27 I have not yet said anything about the Anshun point raised by Mr Brown and Mr Bingham. As White J pointed out, this was an enormous obstacle for the plaintiffs. This litigation commenced in 2003. Since then there has been every permutation and combination of allegations of fraud and misconduct throughout the years against so many people. Mr White and Mr Libut sought to avoid a finding that they would be prohibited from bringing this application according to the principles in Port of Melbourne Authority v Anshun Pty Ltd (1981) 147 CLR 589 on the basis that until White J mentioned s 37A of the Conveyancing Act they did not know about it. That is a most unimpressive submission. This Court cannot operate on parties claiming ignorance of the law and finding things out seven years after an event in a virtual side wind and then seeking to bring an action that should have been brought years ago. I do not have to decide this claim because I have heard the application and decided it on its merits adverse to the plaintiffs. It seems to me, in the circumstances, that had the Anshun point been taken at an earlier time, Mr White may well have been prevented from bringing the application.
28 I must also deal with the contempt cases against Mr and Mrs Thompson and Mr Weston as Trustee of the Estate of Mr Thompson. Mr White made an application against Mr Weston in his personal capacity and I have dealt with that. Having regard to the matters I have referred to above, there is no evidence upon which I could be satisfied that Mr or Mrs Thompson have committed a contempt of this Court.
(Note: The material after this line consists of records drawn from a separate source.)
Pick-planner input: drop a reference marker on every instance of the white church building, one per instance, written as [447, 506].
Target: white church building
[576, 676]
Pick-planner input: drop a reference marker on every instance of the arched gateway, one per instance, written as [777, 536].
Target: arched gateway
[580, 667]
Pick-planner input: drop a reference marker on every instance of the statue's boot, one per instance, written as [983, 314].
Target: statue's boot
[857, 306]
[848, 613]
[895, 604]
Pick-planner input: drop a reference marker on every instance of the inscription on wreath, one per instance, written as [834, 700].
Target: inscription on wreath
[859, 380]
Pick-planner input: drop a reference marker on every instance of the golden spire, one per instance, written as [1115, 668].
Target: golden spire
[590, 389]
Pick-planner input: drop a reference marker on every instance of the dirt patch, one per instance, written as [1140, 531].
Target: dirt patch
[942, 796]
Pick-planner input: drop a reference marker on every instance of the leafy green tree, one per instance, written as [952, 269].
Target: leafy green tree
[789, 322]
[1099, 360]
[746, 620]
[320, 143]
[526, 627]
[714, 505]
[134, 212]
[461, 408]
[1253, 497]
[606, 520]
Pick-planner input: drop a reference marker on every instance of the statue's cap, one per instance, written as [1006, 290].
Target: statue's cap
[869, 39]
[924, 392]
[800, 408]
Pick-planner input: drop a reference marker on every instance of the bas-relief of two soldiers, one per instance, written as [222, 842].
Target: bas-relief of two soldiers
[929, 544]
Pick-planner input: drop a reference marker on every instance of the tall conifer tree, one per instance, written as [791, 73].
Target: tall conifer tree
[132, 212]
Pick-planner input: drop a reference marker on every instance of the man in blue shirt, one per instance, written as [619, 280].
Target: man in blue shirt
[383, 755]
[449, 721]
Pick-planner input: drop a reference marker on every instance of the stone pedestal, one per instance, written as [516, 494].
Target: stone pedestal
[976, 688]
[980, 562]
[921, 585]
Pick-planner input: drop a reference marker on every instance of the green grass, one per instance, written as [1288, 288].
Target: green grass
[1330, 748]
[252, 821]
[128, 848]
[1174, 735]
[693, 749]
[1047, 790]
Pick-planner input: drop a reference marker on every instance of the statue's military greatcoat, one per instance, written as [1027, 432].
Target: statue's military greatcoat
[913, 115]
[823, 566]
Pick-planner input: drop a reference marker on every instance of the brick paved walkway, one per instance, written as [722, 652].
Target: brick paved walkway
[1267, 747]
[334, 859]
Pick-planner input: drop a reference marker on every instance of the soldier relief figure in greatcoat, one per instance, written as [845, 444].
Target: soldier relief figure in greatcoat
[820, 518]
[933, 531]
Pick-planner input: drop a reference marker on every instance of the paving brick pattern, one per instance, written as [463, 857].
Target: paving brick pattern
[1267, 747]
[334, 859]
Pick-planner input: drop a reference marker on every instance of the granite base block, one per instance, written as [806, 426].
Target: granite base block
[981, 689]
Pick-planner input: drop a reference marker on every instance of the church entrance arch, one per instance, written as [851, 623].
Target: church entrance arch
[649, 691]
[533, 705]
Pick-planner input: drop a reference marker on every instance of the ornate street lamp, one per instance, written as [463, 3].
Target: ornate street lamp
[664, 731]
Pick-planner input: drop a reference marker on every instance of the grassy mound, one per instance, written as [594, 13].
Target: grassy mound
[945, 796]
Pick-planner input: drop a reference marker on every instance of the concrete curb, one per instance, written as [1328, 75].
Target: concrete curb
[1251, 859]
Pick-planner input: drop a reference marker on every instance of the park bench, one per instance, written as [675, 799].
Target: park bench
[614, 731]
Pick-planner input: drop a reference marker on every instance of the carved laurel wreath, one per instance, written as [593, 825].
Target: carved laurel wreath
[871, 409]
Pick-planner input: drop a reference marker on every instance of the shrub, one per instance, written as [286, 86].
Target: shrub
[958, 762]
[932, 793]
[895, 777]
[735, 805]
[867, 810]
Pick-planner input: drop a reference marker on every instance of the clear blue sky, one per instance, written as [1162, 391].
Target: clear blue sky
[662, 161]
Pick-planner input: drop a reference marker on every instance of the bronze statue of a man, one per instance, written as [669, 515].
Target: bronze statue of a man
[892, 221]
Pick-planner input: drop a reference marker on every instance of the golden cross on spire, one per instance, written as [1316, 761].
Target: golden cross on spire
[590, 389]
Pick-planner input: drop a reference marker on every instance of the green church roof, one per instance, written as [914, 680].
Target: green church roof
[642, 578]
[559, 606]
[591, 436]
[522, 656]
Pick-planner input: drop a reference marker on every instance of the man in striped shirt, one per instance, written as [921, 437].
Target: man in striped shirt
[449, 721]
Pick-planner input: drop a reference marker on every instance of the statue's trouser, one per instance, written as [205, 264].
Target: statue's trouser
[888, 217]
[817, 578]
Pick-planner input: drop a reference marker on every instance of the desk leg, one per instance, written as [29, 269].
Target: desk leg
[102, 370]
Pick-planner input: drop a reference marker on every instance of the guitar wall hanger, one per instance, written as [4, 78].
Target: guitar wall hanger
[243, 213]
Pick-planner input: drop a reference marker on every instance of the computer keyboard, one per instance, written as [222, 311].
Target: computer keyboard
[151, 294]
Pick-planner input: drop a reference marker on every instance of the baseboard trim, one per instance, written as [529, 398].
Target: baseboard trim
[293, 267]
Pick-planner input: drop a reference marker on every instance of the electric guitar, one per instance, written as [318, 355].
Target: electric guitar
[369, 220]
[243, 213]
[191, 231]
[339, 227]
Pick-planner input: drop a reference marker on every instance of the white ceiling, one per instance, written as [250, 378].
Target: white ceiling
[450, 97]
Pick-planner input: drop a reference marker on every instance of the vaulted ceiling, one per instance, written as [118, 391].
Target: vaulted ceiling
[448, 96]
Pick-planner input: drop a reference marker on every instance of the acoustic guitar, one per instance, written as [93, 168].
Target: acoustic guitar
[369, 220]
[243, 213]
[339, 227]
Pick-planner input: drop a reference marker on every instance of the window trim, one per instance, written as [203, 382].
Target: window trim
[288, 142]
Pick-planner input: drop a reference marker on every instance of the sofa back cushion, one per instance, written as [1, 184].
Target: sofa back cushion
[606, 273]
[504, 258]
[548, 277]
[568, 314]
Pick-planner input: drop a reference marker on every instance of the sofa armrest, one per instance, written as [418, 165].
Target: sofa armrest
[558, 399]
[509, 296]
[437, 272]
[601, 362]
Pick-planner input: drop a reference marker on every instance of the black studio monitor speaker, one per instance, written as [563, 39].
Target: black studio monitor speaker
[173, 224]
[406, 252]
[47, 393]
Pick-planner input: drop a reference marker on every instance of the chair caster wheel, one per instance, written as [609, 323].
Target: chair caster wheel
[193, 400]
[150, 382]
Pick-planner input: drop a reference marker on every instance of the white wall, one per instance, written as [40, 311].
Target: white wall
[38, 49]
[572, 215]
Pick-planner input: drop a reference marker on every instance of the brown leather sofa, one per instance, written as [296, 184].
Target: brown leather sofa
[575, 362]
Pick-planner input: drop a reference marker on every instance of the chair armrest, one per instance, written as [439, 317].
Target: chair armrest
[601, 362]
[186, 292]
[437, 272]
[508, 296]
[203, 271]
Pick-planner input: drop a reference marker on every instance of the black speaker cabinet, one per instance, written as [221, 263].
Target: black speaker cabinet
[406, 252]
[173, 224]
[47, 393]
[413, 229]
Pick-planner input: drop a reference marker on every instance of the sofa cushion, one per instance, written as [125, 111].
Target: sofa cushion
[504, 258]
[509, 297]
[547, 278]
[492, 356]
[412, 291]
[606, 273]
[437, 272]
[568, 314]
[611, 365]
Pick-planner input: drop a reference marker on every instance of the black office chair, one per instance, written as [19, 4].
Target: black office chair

As I have said, the transactions in relation to the Somersby property have been subject to Court orders for the last 7 years. There have been undertakings that have been honoured and, it would appear, carefully honoured, not only by Mr Thompson, but also by Mr Weston in not dealing with the property consistently with the undertakings until formally discharged by this Court. The allegations of contempt against the three defendants are baseless.
29 I dismiss paragraph 8 of the Motion as against the first, second and third defendants, together with the Statements of Charge.
30 I order that the plaintiffs pay the defendants’ costs of the Motion on an indemnity basis. That finalises this matter.